Дома, когда я проболталась о том, как мы веселились на Октябрьских торжествах, мне сильно попало. Отец хотел даже «объясниться по этому поводу» с Гумилевым.

– Ты отдаешь себе отчет, что могла очутиться на Шпалерной с обвинением в шпионаже? – горячился отец. – Никто не поверил бы, что нашлись идиоты, для забавы разыгрывающие англичан-делегатов!

Нет, я не «отдавала себе отчета». Мне казалось, что перепуганные, затравленные «буржуи» боятся даже собственной тени и делают из мухи слона. И я, защищаясь, повторяла:

– Если бы ты знал, как весело было. И как мы смеялись.

– А если бы тебя и твоего Гумилева поволокли расстреливать, вы бы тоже смеялись и веселились?

На это отвечать было нечего.

Но в те дни я не верила не только в возможность быть расстрелянной, но и просто в опасность. «Кай смертен», и с ним, конечно, случаются всякие неприятности. Но меня это не касается. У меня было особое чувство полной сохранности, убеждение, что со мной ничего дурного не случится.

Зима 1919/20 года. Очень холодная, очень голодная, очень черная зима.

Я каждый день возвращаюсь поздно вечером из Института живого слова одна. По совершенно безлюдным, темным – «хоть глаз выколи» – страшным улицам. Грабежи стали бытовым явлением. С наступлением сумерек грабили всюду. В полной тишине, в полной темноте иногда доносились шаги шедшего впереди. Я старалась приблизиться к ним. Мне и в голову не приходило, что сейчас может вспыхнуть свет электрического фонарика и раздастся грозное: «Скидывай шубу!» – мою котиковую шубку с горностаевым воротничком. Я ее очень любила. Не как вещь, а как живое существо, и называла ее Мурзик.

Мурзик нравился и Гумилеву. Иногда утром, зайдя неожиданно ко мне, Гумилев предлагал:

– А не прогулять ли нам Мурзика по снегу? Ему ведь скучно на вешалке висеть.

Я всегда с радостью соглашалась.

Проходя мимо церкви, Гумилев всегда останавливался, снимал свою оленью ушастую шапку и истово осенял себя широким крестным знамением, «на страх врагам». Именно «осенял себя крестным знамением», а не просто крестился.

Прохожие смотрели на него с удивлением. Кое-кто шарахался в сторону. Кое-кто смеялся. Зрелище действительно было удивительное. Гумилев, длинный, узкоплечий, в широкой дохе с белым рисунком по подолу, развевающемуся как юбка вокруг его тонких ног, без шапки на морозе, перед церковью, мог казаться не только странным, но и смешным.

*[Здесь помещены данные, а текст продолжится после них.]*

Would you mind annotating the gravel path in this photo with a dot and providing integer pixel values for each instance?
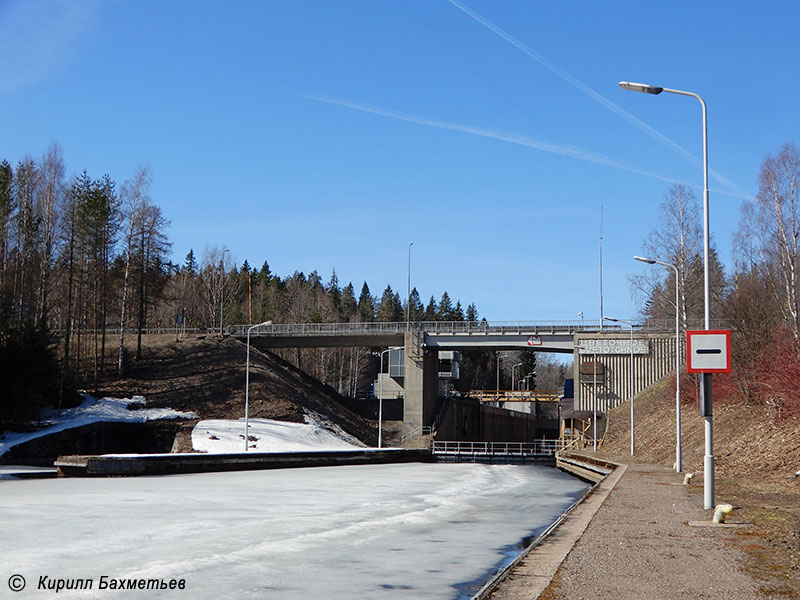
(639, 544)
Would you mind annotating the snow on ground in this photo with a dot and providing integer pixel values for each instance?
(217, 436)
(92, 410)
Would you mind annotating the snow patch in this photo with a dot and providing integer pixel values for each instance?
(92, 410)
(218, 436)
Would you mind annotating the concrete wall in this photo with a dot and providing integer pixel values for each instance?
(421, 382)
(615, 389)
(96, 438)
(470, 420)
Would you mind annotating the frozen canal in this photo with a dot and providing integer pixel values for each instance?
(386, 531)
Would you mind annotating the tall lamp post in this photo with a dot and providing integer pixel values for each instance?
(594, 397)
(513, 381)
(221, 289)
(652, 261)
(247, 383)
(499, 358)
(380, 401)
(705, 378)
(408, 295)
(630, 324)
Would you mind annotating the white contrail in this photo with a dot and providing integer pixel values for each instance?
(504, 136)
(618, 110)
(496, 134)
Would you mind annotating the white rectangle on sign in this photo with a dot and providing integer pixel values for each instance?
(708, 351)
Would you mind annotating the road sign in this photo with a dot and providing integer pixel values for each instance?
(708, 351)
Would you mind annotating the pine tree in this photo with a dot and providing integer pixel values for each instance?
(445, 312)
(472, 312)
(366, 305)
(386, 309)
(417, 312)
(334, 291)
(190, 263)
(430, 310)
(458, 312)
(348, 304)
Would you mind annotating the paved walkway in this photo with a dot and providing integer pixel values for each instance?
(634, 541)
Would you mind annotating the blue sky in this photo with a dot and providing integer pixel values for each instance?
(331, 134)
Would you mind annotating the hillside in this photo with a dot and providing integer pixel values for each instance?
(757, 454)
(207, 377)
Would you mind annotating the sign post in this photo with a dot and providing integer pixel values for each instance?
(708, 351)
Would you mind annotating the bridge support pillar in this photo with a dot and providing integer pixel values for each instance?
(420, 382)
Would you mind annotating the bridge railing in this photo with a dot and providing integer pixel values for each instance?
(537, 447)
(460, 328)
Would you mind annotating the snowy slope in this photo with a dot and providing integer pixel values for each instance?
(92, 410)
(223, 436)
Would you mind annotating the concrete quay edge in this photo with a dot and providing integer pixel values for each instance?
(176, 464)
(533, 570)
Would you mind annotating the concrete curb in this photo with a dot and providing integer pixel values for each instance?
(530, 573)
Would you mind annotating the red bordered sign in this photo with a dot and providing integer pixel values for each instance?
(708, 351)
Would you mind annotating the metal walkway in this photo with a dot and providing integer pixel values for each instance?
(541, 452)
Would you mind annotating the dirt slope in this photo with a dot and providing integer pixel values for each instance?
(756, 453)
(207, 377)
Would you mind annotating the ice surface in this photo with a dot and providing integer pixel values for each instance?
(379, 531)
(91, 410)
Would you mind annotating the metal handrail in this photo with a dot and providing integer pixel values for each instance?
(537, 447)
(451, 328)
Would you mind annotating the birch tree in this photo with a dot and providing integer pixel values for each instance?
(134, 195)
(769, 231)
(677, 240)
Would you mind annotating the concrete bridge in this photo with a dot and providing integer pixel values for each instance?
(602, 354)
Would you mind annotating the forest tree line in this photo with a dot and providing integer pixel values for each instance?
(86, 263)
(759, 300)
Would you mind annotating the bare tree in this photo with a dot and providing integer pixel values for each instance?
(769, 231)
(135, 196)
(218, 287)
(49, 211)
(677, 240)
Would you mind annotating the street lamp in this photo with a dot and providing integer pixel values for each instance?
(631, 372)
(512, 375)
(380, 400)
(705, 378)
(652, 261)
(594, 398)
(499, 358)
(222, 290)
(247, 383)
(408, 295)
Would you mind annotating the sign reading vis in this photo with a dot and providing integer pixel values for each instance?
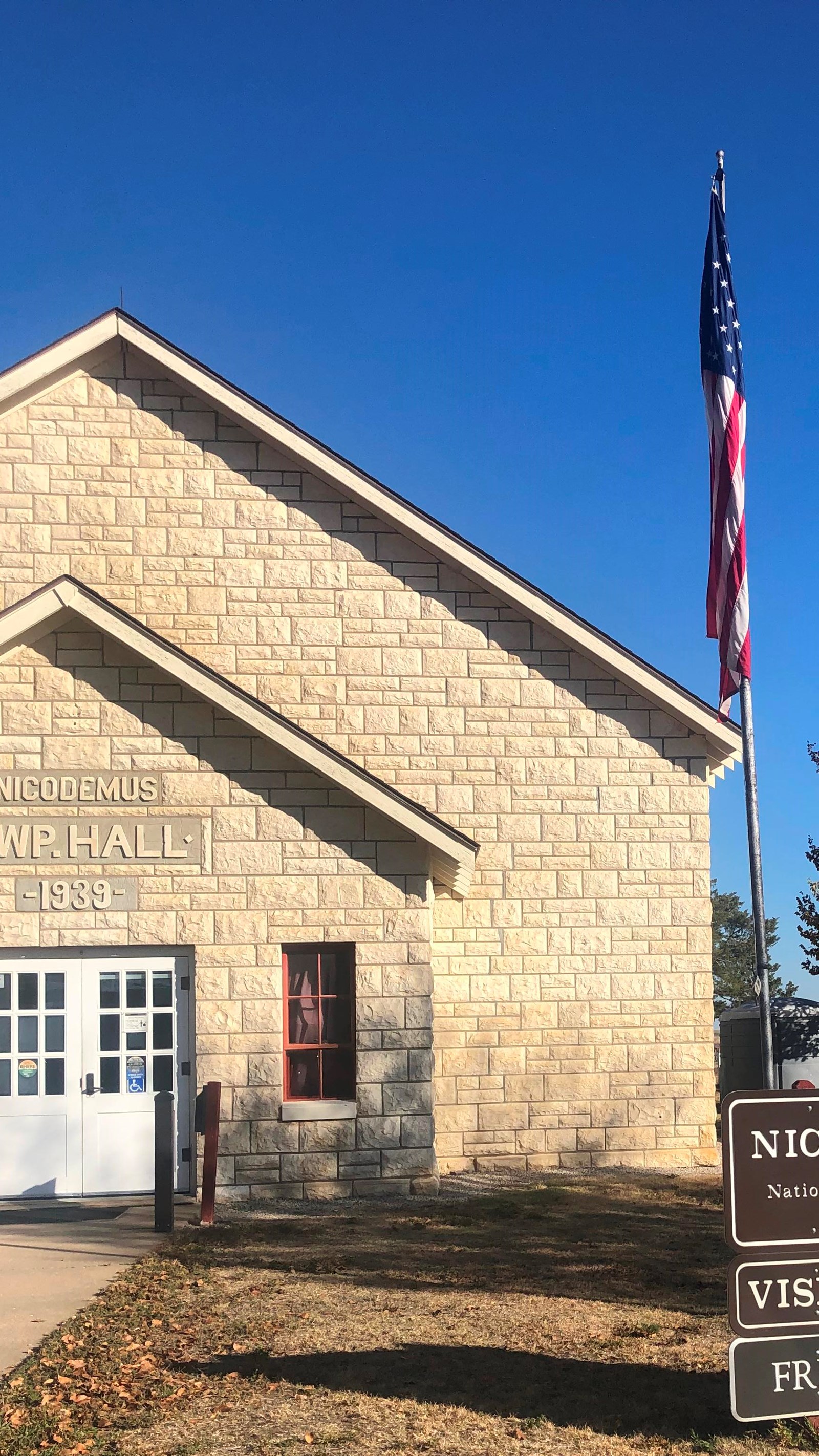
(773, 1295)
(101, 841)
(771, 1170)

Но чтобы в те дни решиться так резко подчеркивать свою приверженность к гонимому «культу», надо было обладать гражданским мужеством.

Гражданского мужества у Гумилева было больше, чем требуется. Не меньше, чем легкомыслия.

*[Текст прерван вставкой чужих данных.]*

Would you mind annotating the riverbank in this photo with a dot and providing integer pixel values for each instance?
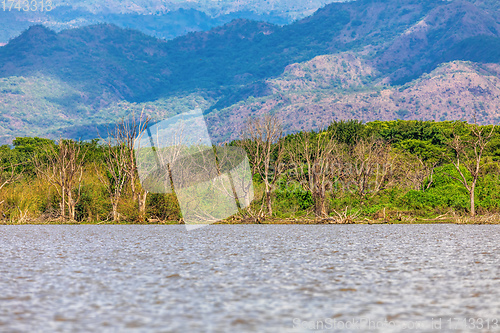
(493, 219)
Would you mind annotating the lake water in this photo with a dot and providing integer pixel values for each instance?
(249, 278)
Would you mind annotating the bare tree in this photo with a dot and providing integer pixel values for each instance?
(371, 167)
(468, 150)
(316, 157)
(115, 161)
(126, 133)
(62, 167)
(263, 141)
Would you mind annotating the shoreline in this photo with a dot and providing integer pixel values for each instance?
(462, 221)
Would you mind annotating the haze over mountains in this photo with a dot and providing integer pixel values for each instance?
(366, 59)
(165, 19)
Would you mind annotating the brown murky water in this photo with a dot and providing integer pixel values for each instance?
(248, 278)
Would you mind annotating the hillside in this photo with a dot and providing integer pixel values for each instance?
(345, 87)
(365, 59)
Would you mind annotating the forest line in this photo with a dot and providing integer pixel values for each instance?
(348, 172)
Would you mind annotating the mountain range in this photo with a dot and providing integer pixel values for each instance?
(365, 59)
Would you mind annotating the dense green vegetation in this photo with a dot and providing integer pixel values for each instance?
(395, 170)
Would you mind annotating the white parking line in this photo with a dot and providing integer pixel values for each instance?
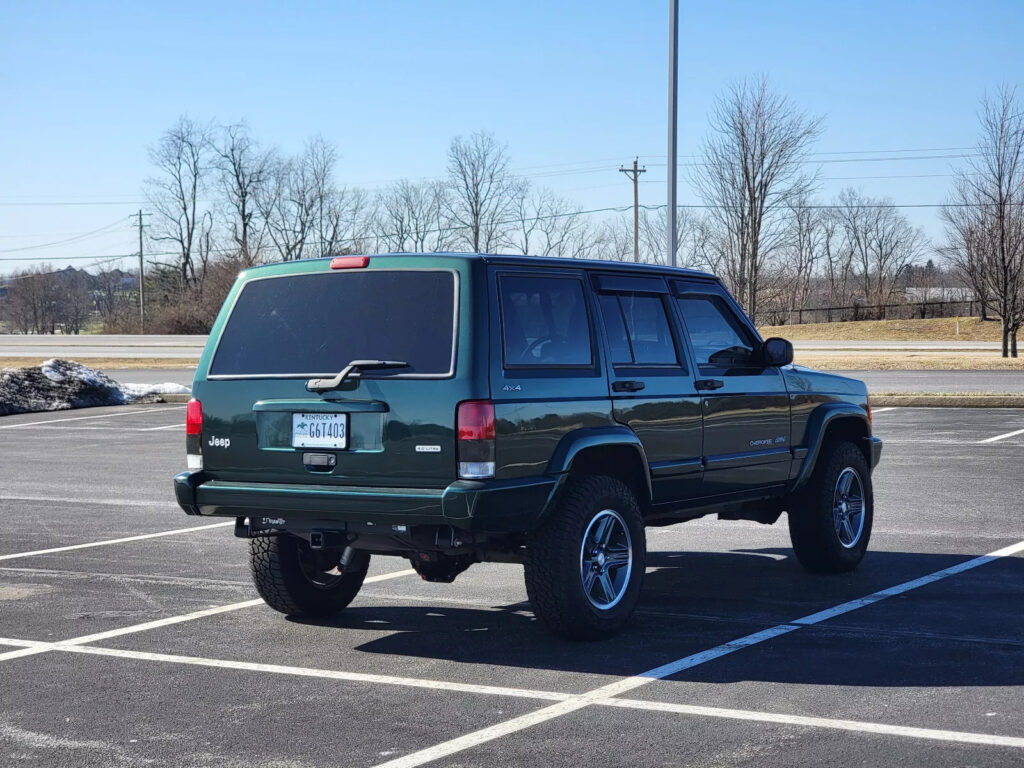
(115, 541)
(354, 677)
(39, 646)
(1001, 436)
(96, 502)
(543, 695)
(129, 412)
(605, 692)
(811, 722)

Однажды на вечере поэзии у балтфлотцев, читая свои африканские стихи, он особенно громко и отчетливо проскандировал:

                   Я бельгийский ему подарил пистолет                    И портрет моего государя.

По залу прокатился протестующий ропот. Несколько матросов вскочило. Гумилев продолжал читать спокойно и громко, будто не замечая, не удостаивая вниманием возмущенных слушателей.

Кончив стихотворение, он скрестил руки на груди и спокойно обвел зал своими косыми глазами, ожидая аплодисментов.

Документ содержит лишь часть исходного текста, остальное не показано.